Tendo entendido quem fora, afinal, Kate Macer no balaio de gato de Sicario, chegamos, finalmente, ao grande jogo de protagonismos a que me referi anteriormente. Não há muitos aspectos que dificultem a assimilação de como isso acontece, mas, mesmo assim, vamos por partes. Milimetricamente pensado, o roteiro de Sicario introduz sua personagem principal: Kate Macer, e, norteada pelas situações vividas por ela, a trama do filme se desenvolve linearmente. Como mencionado anteriormente, nós acompanhamos dois atos de Sicario (quase inteiramente) pelo ponto de vista de Kate, o que nos leva a, naturalmente, erigir sua personagem ao status de protagonista. Entretanto, uma surpresa estava ali, escondidinha, nas entranhas de Sicario: a missão se tratava, na verdade, de um plano de execução de um grande chefe de cartel mexicano, Fausto Alarcon. Contudo, externo ao conhecimento do espectador, o suposto consultor Alejandro (Benicio Del Toro) possuía sombrias pendências com Fausto (Julio Cedillo), dando ao personagem de Del Toro, já no terceiro ato do filme, uma importância crucial à história. E a inversão na trama ocorre pautada nisso, levando o protagonismo de Kate a ser substituído pelo de Alejandro, dado o fato de que é ele o grande executor de todo o plano que vinha sendo arquitetado até ali; grosso modo, é ele que vai lá na casa do chefão descer o sarrafo e dar cabo de todo mundo. Toda essa substituição se concluiu num plot twist tão tenro, tão inconvencional, que, não à toa, é pouco lembrado como tal. Na humilde opinião deste pouco versado autor que vos fala, este foi um dos melhores plots twists de 2015, justamente pelas escolhas pouco convencionais para sua realização – algo arriscado, sim (não à toa as reclamações e interpretações falhas a respeito do arco de Kate Macer), mas ao mesmo tempo um baita exercício de condução.
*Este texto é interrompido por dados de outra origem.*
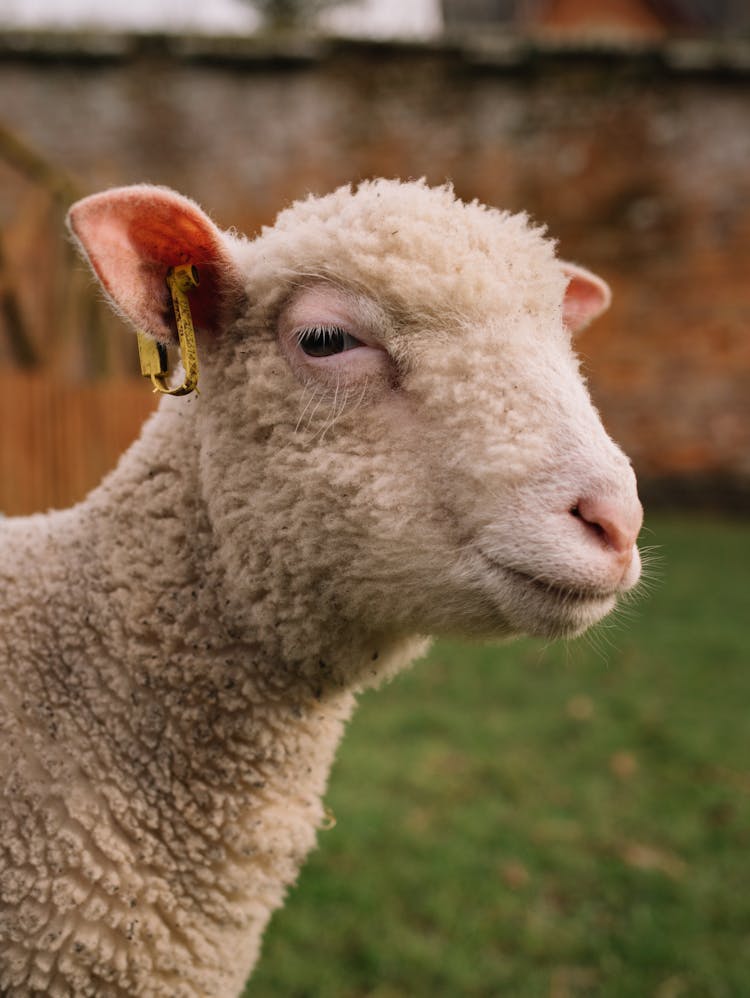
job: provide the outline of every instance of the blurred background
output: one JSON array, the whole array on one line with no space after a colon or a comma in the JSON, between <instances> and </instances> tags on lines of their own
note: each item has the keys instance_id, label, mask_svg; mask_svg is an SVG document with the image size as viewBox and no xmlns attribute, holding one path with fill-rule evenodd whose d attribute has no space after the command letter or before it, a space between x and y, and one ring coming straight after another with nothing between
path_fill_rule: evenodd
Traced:
<instances>
[{"instance_id":1,"label":"blurred background","mask_svg":"<svg viewBox=\"0 0 750 998\"><path fill-rule=\"evenodd\" d=\"M614 291L579 348L653 591L364 698L252 994L750 994L747 0L3 0L0 95L6 515L82 498L155 404L66 241L81 195L167 184L252 235L450 179Z\"/></svg>"}]
</instances>

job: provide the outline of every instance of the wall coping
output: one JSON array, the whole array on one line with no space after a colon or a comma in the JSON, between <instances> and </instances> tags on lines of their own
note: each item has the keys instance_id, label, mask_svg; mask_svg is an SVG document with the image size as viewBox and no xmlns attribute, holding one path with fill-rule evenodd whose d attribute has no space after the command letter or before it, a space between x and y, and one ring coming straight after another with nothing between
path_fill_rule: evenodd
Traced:
<instances>
[{"instance_id":1,"label":"wall coping","mask_svg":"<svg viewBox=\"0 0 750 998\"><path fill-rule=\"evenodd\" d=\"M432 41L316 34L199 35L122 31L0 29L0 61L127 63L146 57L226 66L305 67L342 57L440 57L484 72L521 73L565 65L617 65L651 74L750 76L750 38L541 40L499 31Z\"/></svg>"}]
</instances>

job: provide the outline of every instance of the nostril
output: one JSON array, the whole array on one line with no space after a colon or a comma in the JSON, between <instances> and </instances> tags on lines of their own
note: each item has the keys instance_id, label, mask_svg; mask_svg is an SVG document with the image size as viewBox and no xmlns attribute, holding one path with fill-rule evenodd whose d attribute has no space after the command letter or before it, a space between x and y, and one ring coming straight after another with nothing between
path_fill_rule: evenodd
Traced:
<instances>
[{"instance_id":1,"label":"nostril","mask_svg":"<svg viewBox=\"0 0 750 998\"><path fill-rule=\"evenodd\" d=\"M570 513L621 555L632 551L643 518L641 504L637 500L634 503L618 503L614 499L583 498L571 507Z\"/></svg>"},{"instance_id":2,"label":"nostril","mask_svg":"<svg viewBox=\"0 0 750 998\"><path fill-rule=\"evenodd\" d=\"M607 531L602 526L601 523L597 523L595 520L589 520L581 512L580 506L576 503L575 506L570 508L570 515L576 517L578 520L583 520L586 524L587 529L592 533L596 534L605 544L609 544L609 539L607 537Z\"/></svg>"}]
</instances>

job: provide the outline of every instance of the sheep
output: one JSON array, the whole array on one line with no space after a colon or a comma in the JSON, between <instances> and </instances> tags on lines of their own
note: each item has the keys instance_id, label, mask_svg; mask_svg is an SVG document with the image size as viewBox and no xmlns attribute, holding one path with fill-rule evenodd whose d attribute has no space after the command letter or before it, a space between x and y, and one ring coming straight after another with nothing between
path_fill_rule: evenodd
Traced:
<instances>
[{"instance_id":1,"label":"sheep","mask_svg":"<svg viewBox=\"0 0 750 998\"><path fill-rule=\"evenodd\" d=\"M164 344L197 268L201 382L77 506L0 525L0 992L234 996L357 692L635 585L635 477L571 346L609 289L423 181L255 239L148 185L69 224Z\"/></svg>"}]
</instances>

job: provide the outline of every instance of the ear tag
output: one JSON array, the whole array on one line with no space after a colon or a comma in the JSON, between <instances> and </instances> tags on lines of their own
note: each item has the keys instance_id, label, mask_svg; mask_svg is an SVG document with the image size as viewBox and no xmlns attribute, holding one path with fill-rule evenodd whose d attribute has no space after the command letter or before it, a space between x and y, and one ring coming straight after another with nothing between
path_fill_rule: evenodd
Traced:
<instances>
[{"instance_id":1,"label":"ear tag","mask_svg":"<svg viewBox=\"0 0 750 998\"><path fill-rule=\"evenodd\" d=\"M167 286L172 296L172 308L180 341L180 358L185 368L185 380L179 387L170 388L167 385L169 365L167 348L164 344L158 343L140 331L136 334L143 376L150 378L154 391L161 392L162 395L189 395L198 387L198 350L187 298L187 292L197 288L198 283L198 268L192 264L170 267L167 271Z\"/></svg>"}]
</instances>

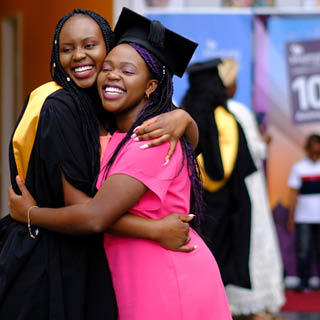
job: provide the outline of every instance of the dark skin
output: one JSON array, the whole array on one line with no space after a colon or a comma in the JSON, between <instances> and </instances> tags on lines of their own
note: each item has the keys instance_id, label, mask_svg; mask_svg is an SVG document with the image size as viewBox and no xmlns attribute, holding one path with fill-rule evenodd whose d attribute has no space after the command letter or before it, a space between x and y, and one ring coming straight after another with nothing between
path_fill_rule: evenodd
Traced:
<instances>
[{"instance_id":1,"label":"dark skin","mask_svg":"<svg viewBox=\"0 0 320 320\"><path fill-rule=\"evenodd\" d=\"M106 55L106 46L98 24L88 16L75 15L61 29L59 35L59 58L65 72L80 88L89 88L95 84ZM198 131L193 119L182 110L150 119L137 128L139 140L154 139L148 147L170 141L170 149L164 162L169 160L182 134L190 138L195 147ZM106 135L103 129L101 134ZM70 185L62 175L64 200L66 205L85 203L89 197ZM188 222L192 217L172 214L171 217L154 221L130 214L123 215L108 232L126 236L155 240L172 250L191 251L185 247L188 241Z\"/></svg>"},{"instance_id":2,"label":"dark skin","mask_svg":"<svg viewBox=\"0 0 320 320\"><path fill-rule=\"evenodd\" d=\"M106 71L101 72L102 80L100 80L100 82L98 81L98 87L101 88L100 96L103 99L104 107L108 111L115 113L119 130L126 132L132 125L135 117L144 107L146 103L145 96L150 96L150 94L157 88L157 80L149 80L150 74L148 68L134 49L128 45L121 45L116 48L123 48L123 46L129 47L129 49L133 51L129 55L124 55L120 49L118 49L118 51L113 49L110 52L108 58L111 57L111 62L114 63L113 70L110 72L108 68L106 68ZM123 51L127 52L128 48L125 49L126 50ZM122 53L122 55L120 55L120 53ZM135 60L132 58L132 56L135 57ZM139 73L137 72L137 74L134 76L124 75L123 71L121 71L122 64L119 62L119 57L125 61L130 61L133 65L136 65L136 70L139 70ZM108 63L110 63L109 60L107 65ZM123 91L125 94L120 95L118 99L106 99L104 97L105 93L104 90L102 90L102 85L100 84L99 86L101 81L107 81L109 85L110 83L117 83L117 86L124 88ZM138 86L134 87L133 84L138 84ZM136 101L139 102L136 103ZM34 205L35 202L20 179L17 179L17 183L21 188L22 196L17 196L14 194L12 189L10 190L11 215L14 219L25 222L27 217L25 214L26 211L23 208L25 208L24 206L29 208L31 205ZM66 202L74 203L73 201L81 201L82 204L72 205L61 209L33 208L32 223L56 232L67 234L90 234L96 232L105 232L106 230L109 230L110 226L112 226L116 221L119 222L118 219L123 215L123 213L128 211L145 194L147 190L147 187L143 183L123 174L115 174L110 176L95 197L89 201L87 201L87 198L85 199L82 197L83 194L81 195L80 191L77 191L77 196L75 197L75 190L72 190L70 186L67 186ZM70 195L72 201L70 201L68 195ZM82 199L79 200L78 196L82 197ZM108 203L108 206L105 205L106 203ZM22 213L23 211L24 213ZM131 218L136 219L137 217L130 217L129 219ZM163 219L169 218L170 216ZM191 218L192 217L189 216L188 220ZM147 224L150 223L148 219L143 220ZM153 223L157 223L159 225L159 223L161 224L161 220L162 219L153 220ZM134 231L133 229L134 228L132 228L131 225L130 230ZM150 227L147 227L147 229L149 230L151 239L156 237L156 241L158 241L164 247L167 247L167 245L164 243L167 241L167 239L163 239L164 241L159 240L157 237L157 232L154 232L154 230L152 230ZM113 229L113 232L117 232L117 229ZM137 236L137 232L133 232L133 236ZM129 234L126 233L126 235ZM143 235L144 236L142 237L145 237L145 234ZM179 251L191 251L193 246L178 247L174 249Z\"/></svg>"},{"instance_id":3,"label":"dark skin","mask_svg":"<svg viewBox=\"0 0 320 320\"><path fill-rule=\"evenodd\" d=\"M19 183L19 188L23 188L24 185L19 178L17 178L17 182ZM91 200L87 194L69 184L64 176L62 176L62 183L65 203L67 206L87 203ZM151 220L128 213L113 223L106 232L133 238L153 240L169 250L191 252L194 250L194 247L186 246L185 243L189 242L188 223L192 219L192 215L172 213L162 219ZM56 231L62 233L73 233L72 229Z\"/></svg>"}]
</instances>

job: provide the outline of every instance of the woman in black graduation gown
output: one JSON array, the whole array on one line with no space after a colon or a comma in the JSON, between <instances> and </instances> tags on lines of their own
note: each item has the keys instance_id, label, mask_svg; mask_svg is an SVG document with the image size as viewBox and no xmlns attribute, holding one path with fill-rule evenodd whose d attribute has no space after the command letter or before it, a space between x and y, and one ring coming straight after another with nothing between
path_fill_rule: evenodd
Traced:
<instances>
[{"instance_id":1,"label":"woman in black graduation gown","mask_svg":"<svg viewBox=\"0 0 320 320\"><path fill-rule=\"evenodd\" d=\"M191 65L183 107L199 127L205 217L202 234L225 285L250 288L251 202L245 178L256 171L243 129L227 110L220 59Z\"/></svg>"},{"instance_id":2,"label":"woman in black graduation gown","mask_svg":"<svg viewBox=\"0 0 320 320\"><path fill-rule=\"evenodd\" d=\"M78 23L77 34L63 42L62 34L68 39L74 32L71 21ZM78 34L89 36L74 40ZM79 199L64 193L66 185L89 196L96 192L100 126L110 117L101 111L95 80L111 47L110 26L94 12L76 9L57 24L51 56L54 81L27 98L9 152L14 190L19 192L19 174L41 206L61 207ZM72 52L74 60L68 58ZM186 224L177 215L169 224L177 231L175 241L180 237L183 244ZM157 226L162 230L163 225ZM139 235L149 236L144 229ZM102 235L73 237L28 229L7 216L0 222L0 239L1 320L116 319Z\"/></svg>"}]
</instances>

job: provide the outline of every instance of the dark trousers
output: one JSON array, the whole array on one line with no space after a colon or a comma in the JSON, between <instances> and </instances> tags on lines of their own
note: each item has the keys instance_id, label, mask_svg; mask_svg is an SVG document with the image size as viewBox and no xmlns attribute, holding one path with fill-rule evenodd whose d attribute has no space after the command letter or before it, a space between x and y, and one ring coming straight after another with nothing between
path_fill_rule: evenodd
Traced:
<instances>
[{"instance_id":1,"label":"dark trousers","mask_svg":"<svg viewBox=\"0 0 320 320\"><path fill-rule=\"evenodd\" d=\"M297 263L301 288L308 288L313 253L320 274L320 223L297 223Z\"/></svg>"}]
</instances>

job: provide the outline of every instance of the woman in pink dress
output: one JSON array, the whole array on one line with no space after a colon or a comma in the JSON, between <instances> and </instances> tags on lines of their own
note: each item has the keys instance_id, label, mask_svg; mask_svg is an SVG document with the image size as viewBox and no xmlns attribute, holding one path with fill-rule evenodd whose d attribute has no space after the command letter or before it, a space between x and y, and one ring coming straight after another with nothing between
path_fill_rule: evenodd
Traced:
<instances>
[{"instance_id":1,"label":"woman in pink dress","mask_svg":"<svg viewBox=\"0 0 320 320\"><path fill-rule=\"evenodd\" d=\"M181 139L164 162L168 144L145 149L131 139L136 126L172 109L172 74L182 76L196 44L126 8L115 36L117 46L105 59L98 90L118 131L102 161L99 191L85 204L38 208L17 179L22 196L11 195L16 220L65 233L105 231L126 211L153 219L191 211L199 220L201 185L187 141ZM184 253L105 234L120 320L231 320L215 259L193 229L190 238L196 249Z\"/></svg>"}]
</instances>

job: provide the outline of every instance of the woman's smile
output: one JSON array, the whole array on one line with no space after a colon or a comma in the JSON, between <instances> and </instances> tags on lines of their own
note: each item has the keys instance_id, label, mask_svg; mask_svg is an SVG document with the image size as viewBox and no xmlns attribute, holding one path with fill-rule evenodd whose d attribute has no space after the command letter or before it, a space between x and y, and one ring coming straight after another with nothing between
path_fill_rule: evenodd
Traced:
<instances>
[{"instance_id":1,"label":"woman's smile","mask_svg":"<svg viewBox=\"0 0 320 320\"><path fill-rule=\"evenodd\" d=\"M104 85L102 87L103 90L103 98L106 100L116 100L123 97L125 94L125 90L120 88L119 86L113 85Z\"/></svg>"},{"instance_id":2,"label":"woman's smile","mask_svg":"<svg viewBox=\"0 0 320 320\"><path fill-rule=\"evenodd\" d=\"M71 70L75 78L85 79L91 77L95 71L94 68L95 66L93 65L79 65Z\"/></svg>"}]
</instances>

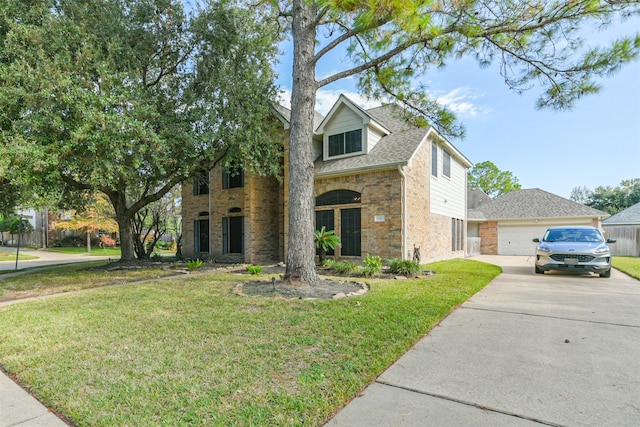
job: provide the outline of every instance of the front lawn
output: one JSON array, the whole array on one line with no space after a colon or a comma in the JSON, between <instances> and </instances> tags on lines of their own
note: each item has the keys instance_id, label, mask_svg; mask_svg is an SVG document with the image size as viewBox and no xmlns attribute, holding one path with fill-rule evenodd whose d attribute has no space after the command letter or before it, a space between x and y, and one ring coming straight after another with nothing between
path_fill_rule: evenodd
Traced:
<instances>
[{"instance_id":1,"label":"front lawn","mask_svg":"<svg viewBox=\"0 0 640 427\"><path fill-rule=\"evenodd\" d=\"M322 424L500 268L361 297L240 297L202 273L0 308L0 363L77 425ZM0 282L2 283L2 282Z\"/></svg>"},{"instance_id":2,"label":"front lawn","mask_svg":"<svg viewBox=\"0 0 640 427\"><path fill-rule=\"evenodd\" d=\"M164 270L160 267L109 272L92 268L106 264L106 261L92 261L5 278L0 276L0 301L117 285L175 274L172 270Z\"/></svg>"},{"instance_id":3,"label":"front lawn","mask_svg":"<svg viewBox=\"0 0 640 427\"><path fill-rule=\"evenodd\" d=\"M611 259L611 265L640 280L640 257L615 256Z\"/></svg>"}]
</instances>

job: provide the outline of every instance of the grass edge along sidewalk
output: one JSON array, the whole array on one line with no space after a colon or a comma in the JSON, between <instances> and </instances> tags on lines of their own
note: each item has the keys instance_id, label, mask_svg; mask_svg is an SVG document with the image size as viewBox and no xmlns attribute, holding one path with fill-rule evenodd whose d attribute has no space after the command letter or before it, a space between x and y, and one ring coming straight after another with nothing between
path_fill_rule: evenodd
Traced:
<instances>
[{"instance_id":1,"label":"grass edge along sidewalk","mask_svg":"<svg viewBox=\"0 0 640 427\"><path fill-rule=\"evenodd\" d=\"M0 363L77 425L319 425L500 268L429 264L342 300L202 274L0 309Z\"/></svg>"}]
</instances>

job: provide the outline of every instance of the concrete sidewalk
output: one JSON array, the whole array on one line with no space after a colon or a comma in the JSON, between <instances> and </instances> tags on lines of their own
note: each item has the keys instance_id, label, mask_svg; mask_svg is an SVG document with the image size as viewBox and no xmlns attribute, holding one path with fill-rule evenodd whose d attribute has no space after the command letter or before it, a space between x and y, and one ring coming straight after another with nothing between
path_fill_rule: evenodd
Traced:
<instances>
[{"instance_id":1,"label":"concrete sidewalk","mask_svg":"<svg viewBox=\"0 0 640 427\"><path fill-rule=\"evenodd\" d=\"M503 274L327 426L640 425L640 282L476 259Z\"/></svg>"}]
</instances>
Falar de Sicario e esquecer de ressaltar o trabalho brilhante de Roger Deakins na fotografia do filme é um crime inafiançável. Auxiliando Villeneuve na composição de seus enquadramentos e planos, Deakins realiza tomadas aéreas espetaculares – o filme é recheado de tomadas aéreas e de grandes planos gerais –, além de tantos outros planos igualmente lindos. Se me pedissem para escolher apenas uma entre todas as composições do filme, eu escolheria aquela cena onde os soldados estão, finalmente, seguindo para a execução da missão. A fotografia daquela cena, com os soldados em contraluz em meio ao lusco-fusco, caminhando e submergindo na escuridão, chega a ser um absurdo de tão bonita. Gosto dela tanto por sua estética quanto por seu simbolismo, e por isso a escolheria. Temos aqui, enfim, mais um trabalho nada menos que brilhante do gênio Roger Deakins. E um pecado talvez tão imperdoável quanto esquecer de Deakins, seria esquecer da trilha sonora de Jóhann Jóhannsson, que fora esculpida aos milímetros para compor o filme. Ela obedece religiosamente o tom proposto pelo filme, de modo que Sicario indiscutivelmente não seria Sicario, sem ela. Aqui não tem nada de melodias bonitinhas, ou para se ouvir em momentos de inspiração. Jóhannsson não fez melodias, mas sim “suspenses tocados”. É de agoniar mesmo, tal qual o filme.
No tocante das atuações, apenas elogios. Como num triângulo de extremos bem definidos, temos uma Emily Blunt perfeita no papel da idealista, destemida e igualmente perdida Kate Macer; um Josh Brolin e seu Matt Graver como que transfigurado na imagem e semelhança dos EUA: desleixado, debochado e pouco se importando com as medidas que deve tomar para solver seus problemas – doendo a quem doer; e um Benicio del Toro de pouquíssimas palavras, frio, soturno e amedrontador, numa das melhores atuações de sua carreira, sem dúvidas. É um trio e tanto, num desempenho de extremo esmero, de onde não tiro e nem acrescento absolutamente nada.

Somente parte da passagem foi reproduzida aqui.